My Ph.D is from India, at Bangalore University and I was the first woman to get a Ph.D from that university. I started education at a very young age because I started school when I was about 3. In those days there was not an age limit to start school, when your parents felt you were ready they took you to school. From then on it was up to you. When I started off, there was no kindergarten or pre-school, it was first grade. I sat on the teacher’s lap most of the time because I was so little.
Why did you study botany?
When I was a student in India, botany was a man’s field. They did not really take women in graduate courses for botany because they look at botany as a field science. Since the graduate seats were so limited they didn’t take a whole lot of graduate students. They thought if they took in a girl student, the only option for her would be to teach botany, not go out to the field. They still looked at women in those days as better at home and in the classroom than in the field. That was a challenge for me. I just wanted to prove to them one could be in the field as well.
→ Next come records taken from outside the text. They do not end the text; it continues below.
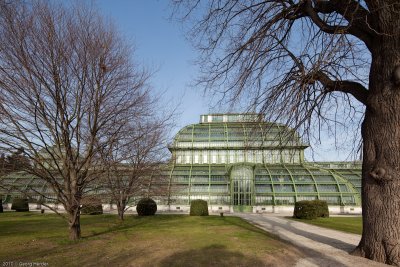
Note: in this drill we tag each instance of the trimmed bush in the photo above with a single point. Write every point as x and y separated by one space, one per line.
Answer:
20 204
198 207
146 207
322 208
91 206
309 210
When did you know you wanted to become an educator?
Oh I loved teaching right from the beginning. One of the reasons you do your masters in any discipline in India was so that you can teach in college. When I graduated with my masters degree in botany, I was 19 years old at the time and so I went off to find a job. There was one person who was in charge of recruiting and allocating all of the lecturer positions. So I talked to him and said, I need a job but he took one look at me and said, you look like you just came out of high school. He didn’t think I would be impressive enough in front of a classroom and to be able to control a classroom, the kids wouldn’t take me seriously. So I sat there and cried, I wanted the job and he refused to give me something that I had a passion to teach. I didn’t want to keep all the knowledge to myself. So then he said how about if you went and did a Ph.D. and then came back a few years later and by then you will have grown up a bit. I took him up on that option but there was no Ph.D. program at the university so he said he would help start one, which he did. And then we got the university grant fellowship to support me and I did my Ph.D. By then I wasn’t interested in going to him anymore to teach because people were after me to come and teach being I was the first woman with a Ph.D. there.
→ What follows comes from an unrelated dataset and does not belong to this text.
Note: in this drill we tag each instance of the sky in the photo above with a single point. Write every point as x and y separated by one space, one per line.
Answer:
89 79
Tell us about your passion, building the herbarium at MSUB?
The value of the herbarium is based on what plant collections you have in it. When I first came here there were just two wooden cabinets here, with maybe 500 specimens. And they said, this is your herbarium. It was shocking because where I came from there is a whole building dedicated to the herbarium. So I challenged myself to build a herbarium here. The very first grant I wrote was to buy herbarium cabinets. The next step I did was to call out to local agents here who had small collections to see if they were willing to consolidate to a central location. The US Forest Service, United States Department of Agriculture, Bureau of Land Management and Rocky Mountain College were all very willing to give collections and we incorporated those in our herbarium. Over the years, the herbarium is a part of the national database with about 16,000 specimens.
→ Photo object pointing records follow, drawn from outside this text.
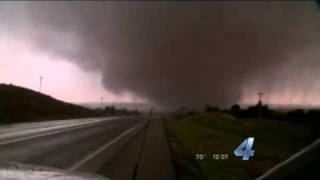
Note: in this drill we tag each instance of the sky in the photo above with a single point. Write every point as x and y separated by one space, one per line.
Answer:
169 53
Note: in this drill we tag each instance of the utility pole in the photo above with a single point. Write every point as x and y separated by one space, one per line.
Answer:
260 94
40 85
101 102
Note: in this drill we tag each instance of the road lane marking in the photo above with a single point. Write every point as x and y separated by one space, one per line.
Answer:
57 131
103 148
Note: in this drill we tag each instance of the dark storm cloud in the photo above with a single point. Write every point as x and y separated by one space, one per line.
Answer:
174 54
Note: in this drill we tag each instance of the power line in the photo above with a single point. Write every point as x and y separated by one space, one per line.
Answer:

Of the classes you teach, what is your favorite?
All of my classes are my favorite classes. I love teaching. I teach freshman biology, in fact that’s one of my most favorite classes to be honest. That’s when students are first starting out and I’m introducing them to biology for the first time and to get them excited about that. I really enjoy doing that and it gives me opportunities to mentor students because they’re just starting out. My second most favorite is plant systematics, they are both equally enjoyable classes for me. I just love teaching botany.